Sukarno merekomendasikan untuk membeli saham PTBA dengan target harga di level Rp 3.100 per saham. Harga ini mencerminkan Price to Earning Ratio (PER) emiten ini di level 6,65 kali dan Price to Book Value (PBV) di level 1,42 kali. Risiko yang dihadapi PTBA antara lain perlambatan ekonomi global, harga batubara yang tidak stabil, risiko volatilitas kurs, transisi energi, dan perubahan kebijakan pemerintah.

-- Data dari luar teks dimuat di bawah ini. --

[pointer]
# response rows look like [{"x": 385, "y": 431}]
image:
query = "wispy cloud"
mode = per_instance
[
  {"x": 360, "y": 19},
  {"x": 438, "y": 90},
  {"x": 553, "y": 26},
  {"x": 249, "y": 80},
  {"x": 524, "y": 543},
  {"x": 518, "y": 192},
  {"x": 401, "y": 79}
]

Ekky juga merekomendasikan untuk membeli saham PTBA yang saat ini berada dalam fase *bullish* dengan target harga selanjutnya di kisaran Rp 2.800—3.000 per saham. Akan tetapi, investor diharapkan untuk berhati-hati terhadap aksi *profit taking* karena harga saham PTBA telah mengalami kenaikan yang cukup signifikan dalam beberapa hari terakhir.
Thoriq juga turut merekomendasikan untuk membeli saham PTBA di kisaran Rp 2.700—2.710 per saham dengan target harga di level Rp 2.830 per saham dan stop loss di level Rp 2.600 per saham.